E se l’uscita dall’euro diventasse inevitabile?
di EMILIANO BRANCACCIO (Il Sole 24 ore)
Di permanenza o uscita dall’euro si è discusso molto e male, in questi anni. Alle libere opinioni di commentatori improvvisati si sono aggiunte le petizioni di principio di colleghi che hanno preferito una pigra partigianeria alla fatica della divulgazione scientifica. Il lettore, desideroso di informarsi, si è trovato a scegliere tra sfocati bozzetti di catastrofi o paradisi, il più delle volte privi di riferimenti alla letteratura. Bene dunque ha fatto Luigi Zingales a promuovere una nuova discussione esortando gli studiosi partecipanti a seguire alcune semplici regole della ricerca, tra cui la buona prassi di distinguere tra impressioni personali e tesi supportate da pubblicazioni accademiche, contributi istituzionali, consensus tra gli esperti.

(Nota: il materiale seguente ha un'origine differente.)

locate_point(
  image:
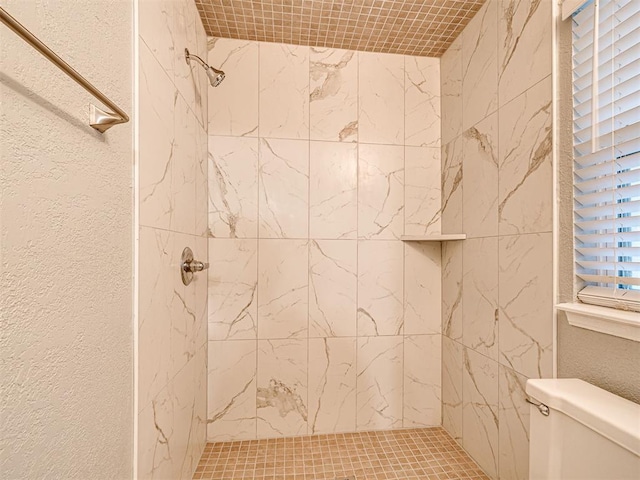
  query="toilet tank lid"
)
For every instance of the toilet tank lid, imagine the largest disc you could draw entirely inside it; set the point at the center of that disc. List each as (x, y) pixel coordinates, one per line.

Zingales ci sollecita a valutare innanzitutto i costi e i benefici di un’eventuale decisione dell’Italia di uscire dall’euro. Ai fini di tale calcolo sarà bene evitare un’incresciosa abitudine che andava di moda tra gli accademici qualche anno fa, e che li induceva a esaminare l’economia come fosse costituita da un fantomatico agente unico, rappresentativo dell’intera collettività. Non occorre scomodare Marx per ricordare che in realtà il sistema è formato da attori sociali molto diversi tra loro, ed è quindi necessario chiarire a quali di essi facciamo ogni volta riferimento nelle analisi.
Per citare un esempio tra tanti, consideriamo l’idea piuttosto diffusa secondo cui il ritorno a una moneta nazionale darebbe facile sfogo alle svalutazioni e quindi alimenterebbe l’inflazione. Distinguendo i diversi gruppi sociali in gioco, questa tesi induce a ritenere che l’uscita dalla moneta unica favorirebbe le imprese e in generale i soggetti che fanno i prezzi, mentre avrebbe ripercussioni negative sui percettori di redditi relativamente fissi: orfani e vedove, come si diceva un tempo, e soprattutto lavoratori dipendenti.